Он решил идти на работу; может быть, для него было опаснее оставаться дома и подвергаться риску возбуждения дела из-за нарушения служебного долга по военным законам. Леон побрился в то утро несколько тщательнее, чем обычно, надел свежее бельё и свой новый твидовый костюм; если с ним что-то случится, он хотел бы оставить хорошее впечатление в больнице, тюрьме или морге. Пока пил на кухне свой кофе, он написал записку для Ивонны, взял с вешалки плащ и шляпу и тихонько прикрыл за собой дверь квартиры.

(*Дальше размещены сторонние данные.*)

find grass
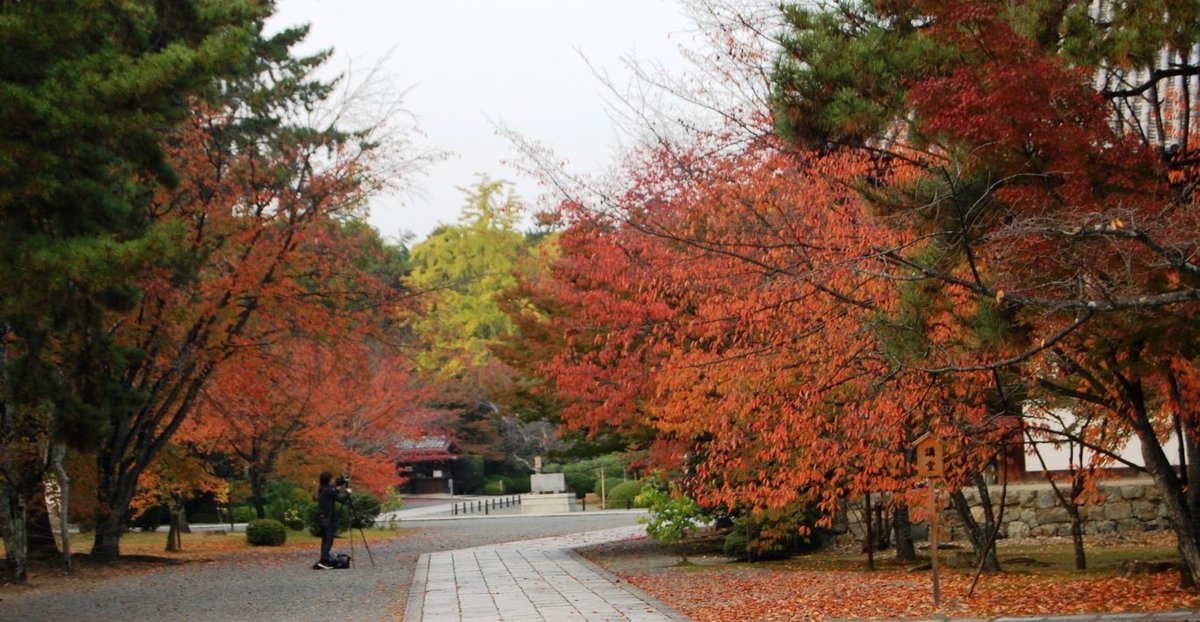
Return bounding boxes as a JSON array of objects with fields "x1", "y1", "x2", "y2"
[
  {"x1": 3, "y1": 526, "x2": 413, "y2": 591},
  {"x1": 69, "y1": 525, "x2": 412, "y2": 559}
]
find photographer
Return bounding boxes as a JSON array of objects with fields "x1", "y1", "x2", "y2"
[{"x1": 313, "y1": 471, "x2": 352, "y2": 570}]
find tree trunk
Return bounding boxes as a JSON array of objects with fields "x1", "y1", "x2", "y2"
[
  {"x1": 165, "y1": 510, "x2": 182, "y2": 552},
  {"x1": 1176, "y1": 373, "x2": 1199, "y2": 589},
  {"x1": 893, "y1": 502, "x2": 917, "y2": 561},
  {"x1": 875, "y1": 503, "x2": 890, "y2": 550},
  {"x1": 862, "y1": 490, "x2": 875, "y2": 570},
  {"x1": 90, "y1": 471, "x2": 136, "y2": 561},
  {"x1": 1066, "y1": 502, "x2": 1087, "y2": 570},
  {"x1": 90, "y1": 512, "x2": 125, "y2": 561},
  {"x1": 1064, "y1": 474, "x2": 1087, "y2": 571},
  {"x1": 1134, "y1": 414, "x2": 1200, "y2": 586},
  {"x1": 52, "y1": 444, "x2": 71, "y2": 572},
  {"x1": 949, "y1": 485, "x2": 1001, "y2": 572},
  {"x1": 249, "y1": 468, "x2": 266, "y2": 519},
  {"x1": 27, "y1": 481, "x2": 59, "y2": 560},
  {"x1": 165, "y1": 491, "x2": 183, "y2": 552},
  {"x1": 2, "y1": 484, "x2": 29, "y2": 582},
  {"x1": 178, "y1": 502, "x2": 191, "y2": 534}
]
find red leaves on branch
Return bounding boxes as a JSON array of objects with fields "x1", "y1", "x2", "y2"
[{"x1": 527, "y1": 144, "x2": 979, "y2": 514}]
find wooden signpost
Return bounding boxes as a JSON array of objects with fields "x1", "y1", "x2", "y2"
[{"x1": 914, "y1": 433, "x2": 943, "y2": 607}]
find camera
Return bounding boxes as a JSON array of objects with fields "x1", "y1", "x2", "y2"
[{"x1": 336, "y1": 475, "x2": 350, "y2": 487}]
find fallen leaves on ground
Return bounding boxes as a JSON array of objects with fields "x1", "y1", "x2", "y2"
[{"x1": 624, "y1": 567, "x2": 1200, "y2": 621}]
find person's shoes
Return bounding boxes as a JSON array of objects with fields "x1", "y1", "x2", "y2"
[{"x1": 313, "y1": 562, "x2": 332, "y2": 570}]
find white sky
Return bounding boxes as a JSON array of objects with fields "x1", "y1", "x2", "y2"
[{"x1": 269, "y1": 1, "x2": 699, "y2": 242}]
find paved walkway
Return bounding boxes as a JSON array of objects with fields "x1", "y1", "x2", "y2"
[{"x1": 404, "y1": 525, "x2": 689, "y2": 622}]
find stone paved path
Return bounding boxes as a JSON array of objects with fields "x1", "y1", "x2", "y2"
[{"x1": 404, "y1": 525, "x2": 690, "y2": 622}]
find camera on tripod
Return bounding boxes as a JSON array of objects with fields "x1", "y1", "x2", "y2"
[{"x1": 335, "y1": 474, "x2": 351, "y2": 487}]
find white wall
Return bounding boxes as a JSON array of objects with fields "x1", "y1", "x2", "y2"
[{"x1": 1023, "y1": 406, "x2": 1180, "y2": 472}]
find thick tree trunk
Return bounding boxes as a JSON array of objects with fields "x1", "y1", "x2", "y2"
[
  {"x1": 1134, "y1": 415, "x2": 1200, "y2": 586},
  {"x1": 1119, "y1": 370, "x2": 1200, "y2": 586},
  {"x1": 2, "y1": 485, "x2": 29, "y2": 582},
  {"x1": 893, "y1": 502, "x2": 917, "y2": 561},
  {"x1": 27, "y1": 481, "x2": 59, "y2": 560},
  {"x1": 90, "y1": 470, "x2": 136, "y2": 561},
  {"x1": 1176, "y1": 374, "x2": 1199, "y2": 589},
  {"x1": 90, "y1": 512, "x2": 125, "y2": 561}
]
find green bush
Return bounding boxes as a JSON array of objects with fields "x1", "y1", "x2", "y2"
[
  {"x1": 348, "y1": 492, "x2": 381, "y2": 528},
  {"x1": 304, "y1": 491, "x2": 382, "y2": 536},
  {"x1": 605, "y1": 480, "x2": 645, "y2": 507},
  {"x1": 636, "y1": 487, "x2": 705, "y2": 547},
  {"x1": 545, "y1": 454, "x2": 628, "y2": 498},
  {"x1": 563, "y1": 471, "x2": 595, "y2": 498},
  {"x1": 246, "y1": 518, "x2": 287, "y2": 546},
  {"x1": 229, "y1": 506, "x2": 257, "y2": 523},
  {"x1": 481, "y1": 481, "x2": 505, "y2": 495},
  {"x1": 505, "y1": 474, "x2": 531, "y2": 494},
  {"x1": 282, "y1": 508, "x2": 305, "y2": 531},
  {"x1": 722, "y1": 507, "x2": 821, "y2": 561},
  {"x1": 454, "y1": 455, "x2": 486, "y2": 494}
]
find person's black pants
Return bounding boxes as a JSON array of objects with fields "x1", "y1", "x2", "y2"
[{"x1": 319, "y1": 515, "x2": 335, "y2": 563}]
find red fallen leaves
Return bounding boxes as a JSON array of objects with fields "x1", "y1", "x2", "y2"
[{"x1": 626, "y1": 568, "x2": 1200, "y2": 621}]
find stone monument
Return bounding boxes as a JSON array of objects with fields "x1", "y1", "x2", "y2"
[{"x1": 523, "y1": 472, "x2": 574, "y2": 514}]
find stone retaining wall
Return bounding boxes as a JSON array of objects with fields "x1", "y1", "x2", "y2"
[
  {"x1": 950, "y1": 479, "x2": 1168, "y2": 540},
  {"x1": 842, "y1": 479, "x2": 1169, "y2": 544}
]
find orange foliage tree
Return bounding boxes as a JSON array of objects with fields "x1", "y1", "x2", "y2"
[
  {"x1": 520, "y1": 0, "x2": 1200, "y2": 580},
  {"x1": 769, "y1": 0, "x2": 1200, "y2": 578},
  {"x1": 87, "y1": 93, "x2": 427, "y2": 558},
  {"x1": 523, "y1": 144, "x2": 1003, "y2": 547},
  {"x1": 184, "y1": 334, "x2": 434, "y2": 518}
]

На первом этаже он заметил, что стеклянная дверь мадам Россето стоит приоткрытой. Он остановился и прислушался. Ничего не услышав, он подошёл ближе и позвал консьержку по фамилии. Затем постучался и толкнул дверь. Чуланчик консьержки в утренних сумерках был чисто прибран. В одном углу стоял веник, рядом ведро, поверх которого сушилась развёрнутая половая тряпка. На том месте, где раньше висел портрет погибшего сержанта Россето, остался светлый прямоугольник на потемневших обоях в цветочек. В воздухе стоял запах жареного лука и оcтрых моющих средств, на крючке за дверью висел вечный фартук мадам Россето. На остывшей угольной печи лежала связка многочисленных ключей, а рядом записка:

Любую почту на моё имя, пожалуйста, уничтожать не читая, я рассчитываю на вашу порядочность. Теперь вы можете, наконец, все поцеловать меня в задницу, вы, надутые придиры и старпёры. Примите, пожалуйста, мадам и месьё, заверения в моём безграничном почтении.

Жозианна Россето, консьержка дома 14 по ул. Эколь с 23 октября 1917 года по 16 июня 1940 года, 6 часов утра.

На набережной Орфевр флаги со свастикой не висели, в вестибюле не дежурили эсэсовцы. В лаборатории царила обычная рабочая тишина, и все коллеги были на месте.

К удивлению Леона, холодильный шкаф был переполнен пробами, чего никогда не случалось за все его четырнадцать лет службы; когда он заговорил об этом с одним коллегой, тот пожал плечами и указал на то, что пришлось и в одёжном шкафу временно обустроить импровизированный холодильник, который тоже был переполнен.

Дело обстояло так, что парижские государственные врачи за два дня с момента взятия города немцами зарегистрировали триста восемьдесят четыре смертельных случая отравления без внешних признаков насилия; у всех этих мёртвых, которые, можно предположить, по собственной воле покинули пир жизни, чтобы избежать горького десерта унижений, оскорблений и мучений, врачи вырезали из печени кусочек плоти величиной с куриный глаз и отправляли его в стеклянной баночке в научную службу Судебной полиции. Леон Лё Галль и его коллеги должны были три недели работать, чтобы ликвидировать эту гору необработанных проб человеческих тканей, триста двенадцать раз проверяя их на присутствие цианистого калия, триста двадцать раз – на присутствие стрихнина, тридцать восемь раз – на крысиный яд и три раза – на яд кураре; только в одной пробе так и осталось невыясненным, при помощи чего отчаявшийся покончил с жизнью, и ни одна проба не дала отрицательного результата.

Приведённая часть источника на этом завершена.